• FDA lifted clinical hold on NUZ-001 IND, clearing path for clinical development
• NUZ-001 granted clearance to enter HEALEY ALS Platform Trial as Regimen I
• Successful production of 3 registration batches of NUZ-001 tablets

Neurizon Therapeutics Limited (ASX: NUZ) reported significant regulatory, clinical, and corporate milestones during the quarter, positioning the company for late-stage clinical development of its lead asset, NUZ-001. The US FDA lifted the clinical hold on NUZ-001's Investigational New Drug (IND) application, clearing the pathway for progression into advanced clinical trials. This was followed by FDA clearance for NUZ-001 to enter the HEALEY ALS Platform Trial, with NUZ-001 confirmed as Regimen I. Neurizon also completed GMP tablet registration batches for NUZ-001, strengthening manufacturing readiness ahead of regulatory submissions. The company was granted an Australian patent covering NUZ-001 across multiple neurodegenerative indications, extending IP protection to 2041. Strategically, Neurizon further strengthened its relationship with Elanco Animal Health. To fund the HEALEY ALS Platform Trial, Neurizon executed a comprehensive funding package, including a placement, convertible note facility, and a pro rata entitlement offer, providing full funding certainty. The company maintained strong engagement with the ALS community and continued its capital markets expansion, including trading on the OTCQB Venture Market in the US.

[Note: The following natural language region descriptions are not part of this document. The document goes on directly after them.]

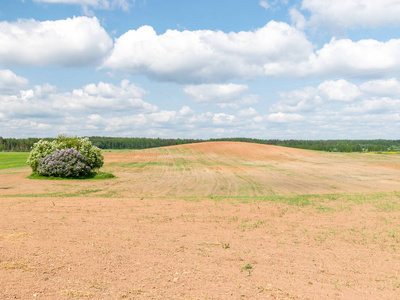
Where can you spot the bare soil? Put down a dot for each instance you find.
(216, 220)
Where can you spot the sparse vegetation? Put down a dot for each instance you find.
(71, 157)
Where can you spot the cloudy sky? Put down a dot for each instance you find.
(305, 69)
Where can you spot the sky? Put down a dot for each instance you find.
(269, 69)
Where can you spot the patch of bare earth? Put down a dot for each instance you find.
(206, 221)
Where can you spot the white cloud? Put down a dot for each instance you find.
(383, 87)
(340, 90)
(215, 93)
(265, 4)
(207, 56)
(297, 19)
(79, 41)
(101, 4)
(344, 58)
(353, 13)
(10, 83)
(303, 100)
(284, 117)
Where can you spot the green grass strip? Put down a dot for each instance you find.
(9, 160)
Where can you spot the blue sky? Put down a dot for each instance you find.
(271, 69)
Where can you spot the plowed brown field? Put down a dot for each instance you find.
(218, 220)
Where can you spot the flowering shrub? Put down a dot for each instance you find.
(93, 156)
(39, 150)
(64, 163)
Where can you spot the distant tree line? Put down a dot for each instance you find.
(25, 145)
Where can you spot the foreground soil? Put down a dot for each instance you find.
(206, 221)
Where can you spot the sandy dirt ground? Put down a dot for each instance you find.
(206, 221)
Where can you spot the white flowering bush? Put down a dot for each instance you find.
(92, 155)
(63, 163)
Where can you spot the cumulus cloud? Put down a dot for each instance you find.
(353, 13)
(101, 4)
(79, 41)
(340, 109)
(277, 50)
(340, 90)
(206, 56)
(284, 117)
(10, 83)
(383, 87)
(344, 58)
(309, 99)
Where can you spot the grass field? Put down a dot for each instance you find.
(207, 221)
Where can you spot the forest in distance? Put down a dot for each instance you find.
(377, 145)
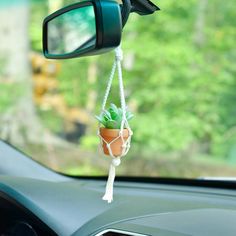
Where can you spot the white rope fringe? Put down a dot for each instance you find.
(124, 125)
(110, 182)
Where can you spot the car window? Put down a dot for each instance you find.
(180, 83)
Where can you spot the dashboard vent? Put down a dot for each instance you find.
(115, 232)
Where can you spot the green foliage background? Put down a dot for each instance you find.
(182, 89)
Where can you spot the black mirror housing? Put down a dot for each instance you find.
(105, 37)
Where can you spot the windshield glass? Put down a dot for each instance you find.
(180, 84)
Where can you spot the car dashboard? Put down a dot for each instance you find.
(74, 207)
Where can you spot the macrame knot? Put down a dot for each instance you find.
(119, 54)
(116, 162)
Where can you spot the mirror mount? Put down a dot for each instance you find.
(107, 33)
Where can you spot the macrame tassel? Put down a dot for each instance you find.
(110, 182)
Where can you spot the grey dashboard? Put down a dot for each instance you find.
(75, 207)
(48, 203)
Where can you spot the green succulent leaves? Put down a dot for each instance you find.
(112, 117)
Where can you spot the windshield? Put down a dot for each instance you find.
(180, 84)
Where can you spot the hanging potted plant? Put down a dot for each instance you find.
(112, 135)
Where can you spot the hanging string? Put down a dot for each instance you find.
(108, 196)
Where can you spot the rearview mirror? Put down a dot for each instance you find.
(85, 28)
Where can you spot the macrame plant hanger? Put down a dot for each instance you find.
(116, 160)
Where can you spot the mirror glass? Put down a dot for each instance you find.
(72, 30)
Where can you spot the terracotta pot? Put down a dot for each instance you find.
(111, 134)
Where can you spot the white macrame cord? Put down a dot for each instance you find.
(124, 124)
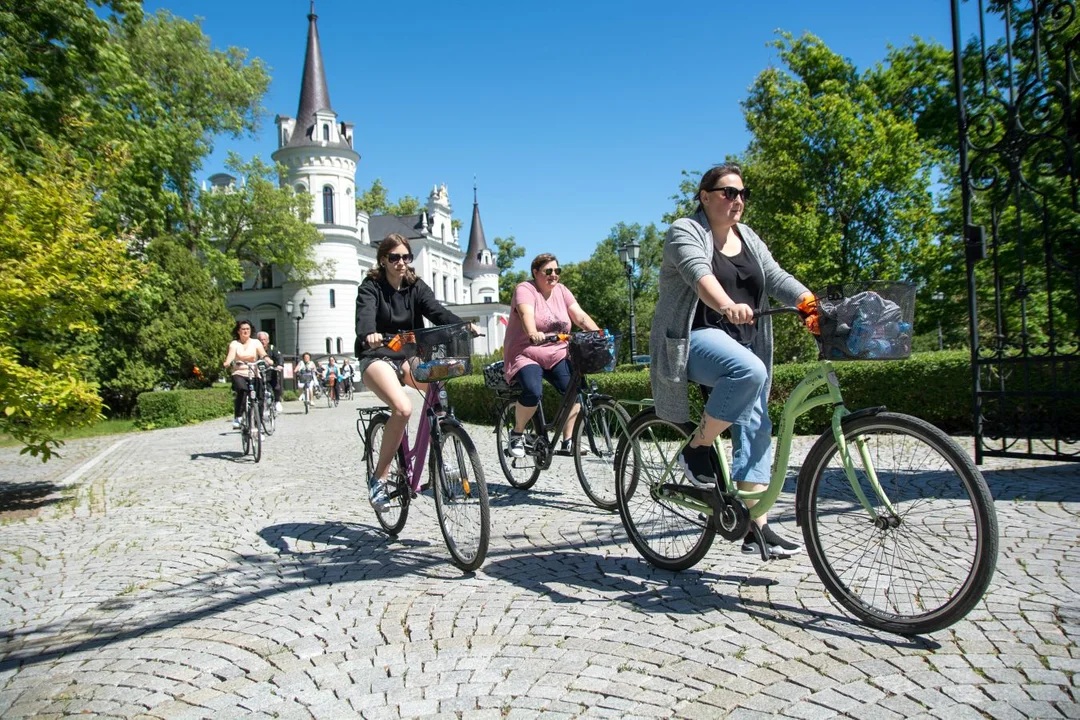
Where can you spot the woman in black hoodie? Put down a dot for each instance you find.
(391, 299)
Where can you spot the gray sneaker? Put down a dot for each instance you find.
(377, 494)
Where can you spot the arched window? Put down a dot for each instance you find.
(328, 205)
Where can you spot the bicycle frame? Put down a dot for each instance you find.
(801, 401)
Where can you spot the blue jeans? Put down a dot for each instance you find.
(530, 377)
(738, 379)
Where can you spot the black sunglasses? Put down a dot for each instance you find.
(731, 192)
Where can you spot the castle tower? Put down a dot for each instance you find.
(478, 268)
(319, 155)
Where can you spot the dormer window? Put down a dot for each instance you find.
(328, 205)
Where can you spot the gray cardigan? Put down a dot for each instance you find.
(688, 257)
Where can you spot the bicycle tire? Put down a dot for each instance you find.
(522, 473)
(393, 518)
(935, 490)
(667, 535)
(598, 432)
(255, 429)
(461, 501)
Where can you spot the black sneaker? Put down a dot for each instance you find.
(697, 464)
(516, 444)
(777, 545)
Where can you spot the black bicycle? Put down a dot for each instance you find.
(601, 423)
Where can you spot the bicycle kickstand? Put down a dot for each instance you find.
(760, 541)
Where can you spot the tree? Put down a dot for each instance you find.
(148, 84)
(171, 324)
(56, 272)
(842, 184)
(258, 223)
(374, 201)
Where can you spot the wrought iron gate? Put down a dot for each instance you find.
(1018, 112)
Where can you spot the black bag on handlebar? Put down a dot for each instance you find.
(592, 352)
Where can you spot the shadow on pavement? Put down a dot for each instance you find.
(27, 497)
(632, 581)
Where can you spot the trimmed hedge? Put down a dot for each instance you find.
(170, 408)
(935, 386)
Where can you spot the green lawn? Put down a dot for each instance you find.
(104, 428)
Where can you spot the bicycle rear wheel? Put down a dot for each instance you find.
(255, 430)
(596, 437)
(461, 498)
(522, 473)
(666, 534)
(393, 517)
(919, 567)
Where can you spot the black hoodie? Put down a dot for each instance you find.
(382, 309)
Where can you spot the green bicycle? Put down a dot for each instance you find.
(896, 519)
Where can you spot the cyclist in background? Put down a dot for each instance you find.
(305, 372)
(715, 272)
(275, 374)
(246, 349)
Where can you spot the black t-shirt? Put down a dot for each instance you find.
(742, 279)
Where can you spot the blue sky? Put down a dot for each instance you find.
(572, 116)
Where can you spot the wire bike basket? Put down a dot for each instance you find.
(866, 321)
(442, 352)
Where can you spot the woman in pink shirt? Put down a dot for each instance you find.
(541, 307)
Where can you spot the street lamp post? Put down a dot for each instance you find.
(628, 253)
(937, 297)
(298, 317)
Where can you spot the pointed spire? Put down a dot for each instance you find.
(474, 265)
(314, 93)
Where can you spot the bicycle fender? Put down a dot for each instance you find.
(863, 412)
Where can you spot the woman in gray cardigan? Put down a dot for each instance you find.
(715, 272)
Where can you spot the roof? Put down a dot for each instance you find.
(477, 244)
(314, 92)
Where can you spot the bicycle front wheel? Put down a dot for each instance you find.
(522, 473)
(915, 557)
(647, 474)
(461, 498)
(596, 437)
(392, 518)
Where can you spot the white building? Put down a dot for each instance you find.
(319, 152)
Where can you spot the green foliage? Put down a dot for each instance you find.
(171, 324)
(374, 201)
(56, 271)
(935, 386)
(180, 407)
(243, 229)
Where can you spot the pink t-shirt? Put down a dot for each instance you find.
(551, 315)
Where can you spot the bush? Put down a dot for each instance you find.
(935, 386)
(171, 408)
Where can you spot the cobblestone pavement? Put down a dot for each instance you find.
(172, 579)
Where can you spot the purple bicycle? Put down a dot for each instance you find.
(456, 478)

Neurizon has secured sufficient funding to complete the pivotal registration-adaptive Phase 2/3 HEALEY ALS Platform Trial for its lead asset NUZ-001.

Neurizon is well positioned to execute on its clinical strategy, deepen strategic partnerships, and progress toward accelerated regulatory pathways for NUZ-001, with the goal of delivering meaningful progress for people living with ALS and other neurodegenerative diseases, and long-term value for shareholders.